4) 修改您的 Person 类,以便一个 Person 对象可以充当最多 20 个 Dog 对象的所有者。
Instead of having every Personobject have one Dogmember, use an array, or some Collection (List, Set, etc.):
不是让每个Person对象都有一个Dog成员,而是使用数组或一些集合(列表、集合等):
So instead of
所以代替
private Dog myDog;
do
做
private Dog[] dogArray = new Dog[20];
OR
private Collection<Dog> dogList = new ArrayList(20); //for example
回答by Dezigo
Try this one:
试试这个:
Person person = new Person();
Dog dog1 = new Dog();
dog1.setAge(12);
Dog dog2 = new Dog();
dog2.setAge(34);
person.addDog(dog1); //dog 1
person.addDog(dog2); //dog 2
person.listDogs(); //list of all dogs
//PERSON
//人
public class Person {
// instance variables - replace the example below with your own
private String name;
private int age;
private String address;
private ArrayList<Dog> dogs = new ArrayList<Dog>();
/**
* Constructor for objects of class Person
*/
public Person()
{
this.name = name;
this.age = age;
this.address = address;
}
public void addDog(Dog dog) {
this.dogs.add(dog);
}
public void listDogs() {
for(Dog item : this.dogs) {
System.out.println(item.getAge());
}
}
//Set Methods:
public void setName () {
this.name = name;
}
public void setAge () {
this.age = age;
}
public void setAddress () {
this.address = address;
}
//Get Methods:
public String getName () {
return name;
}
public int getAge () {
return age;
}
public String getAddress () {
return address;
}
}
//DOG
//狗
public class Dog {
// instance variables - replace the example below with your own
private String name;
private int age;
public Dog()
{
this.name = name;
this.age = age;
}
//Set Methods:
public void setName () {
this.name = name;
}
public void setAge (int age) {
this.age = age;
}
//Get Methods:
public String getName () {
return name;
}
public int getAge () {
return age;
}
}
回答by Prabhakaran Ramaswamy
Because both objects can't be created at the same time you can't pass references to each other in the constructor. You must create getter and setter methods so you can create this relationship after the objects are created. An example of this is as follows:
因为不能同时创建两个对象,所以不能在构造函数中相互传递引用。您必须创建 getter 和 setter 方法,以便在创建对象后创建这种关系。一个例子如下:
public class Person
Set<Dog> dogs = new HashSet<Dog>();
public void addDog(Dog dog){
if(dogs.size()>20){
throw new IllegalArgumentException("exceeded the limit: ");
}
dogs.add(dog);
}
}
public class Dog
{
Person person;
public void setPerson(Person person){
this.person=person;
}
}
回答by Alexei Kaigorodov
The main problem here is consistency: if a Dog d1 is a pet for a Person p1, then p1 must be owner of d1, and vice versa. If, as many suggested, we have 2 methods (Person.addDog()and Dog.setOwner()), then a user can easily make a mistake and fail to call both methods (or call with wrong arguments). Since a Dog can have only one owner, a simple and safe interface would be using single method Dog.setOwner(Person p), where pmay be null if we want the dog to have no owner. This method, besides setting the field Dog.owner, must remove this dog from the pet list of previous owner and (if p != null) add itself to the pet list of the new owner. The methods of class Personto add and remove pets should be visible for the class Dogbut not visible to the user (they should be package private), while the method Dog.setOwnershould be public.

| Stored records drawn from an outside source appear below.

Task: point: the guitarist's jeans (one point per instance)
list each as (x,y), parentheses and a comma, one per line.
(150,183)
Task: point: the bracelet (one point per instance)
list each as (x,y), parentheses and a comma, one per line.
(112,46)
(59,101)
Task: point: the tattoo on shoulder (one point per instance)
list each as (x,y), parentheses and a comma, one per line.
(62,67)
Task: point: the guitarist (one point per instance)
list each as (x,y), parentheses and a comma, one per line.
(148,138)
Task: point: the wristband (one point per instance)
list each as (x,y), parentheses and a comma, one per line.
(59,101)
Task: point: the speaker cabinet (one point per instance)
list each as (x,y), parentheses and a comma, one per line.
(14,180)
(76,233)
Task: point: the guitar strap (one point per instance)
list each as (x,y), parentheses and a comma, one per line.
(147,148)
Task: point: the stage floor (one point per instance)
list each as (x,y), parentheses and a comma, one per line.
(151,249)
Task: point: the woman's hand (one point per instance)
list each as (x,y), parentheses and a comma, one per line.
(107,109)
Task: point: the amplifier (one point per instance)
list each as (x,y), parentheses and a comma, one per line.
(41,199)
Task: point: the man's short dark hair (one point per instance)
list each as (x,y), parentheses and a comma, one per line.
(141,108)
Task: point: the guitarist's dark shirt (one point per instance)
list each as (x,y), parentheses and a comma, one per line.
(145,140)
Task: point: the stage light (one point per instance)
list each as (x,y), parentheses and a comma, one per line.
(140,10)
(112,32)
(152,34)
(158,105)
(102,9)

这里的主要问题是一致性:如果狗 d1 是人 p1 的宠物,那么 p1 必须是 d1 的所有者,反之亦然。如果正如许多人所建议的那样,我们有 2 个方法(Person.addDog()和Dog.setOwner()),那么用户很容易犯错误并且无法调用这两个方法(或使用错误的参数调用)。由于一只狗只能有一个主人,一个简单而安全的接口将使用单一方法Dog.setOwner(Person p),p如果我们希望狗没有主人,则可以为 null。此方法除了设置 field 外Dog.owner,还必须将这条狗从前主人的宠物列表中删除,并且(如果 p != null)将自己添加到新主人的宠物列表中。Person添加和删除宠物的类的方法应该对类Dog可见但对用户不可见(它们应该是包私有的),而方法Dog.setOwner应该是公开的。
UPDT
We can consider value of Dog.owneras a primary datum, and value of Person.dogsas secondary data, similar to database indexes.
UPDT 我们可以把 的值Dog.owner当作主数据,把 的值Person.dogs当作次要数据,类似于数据库索引。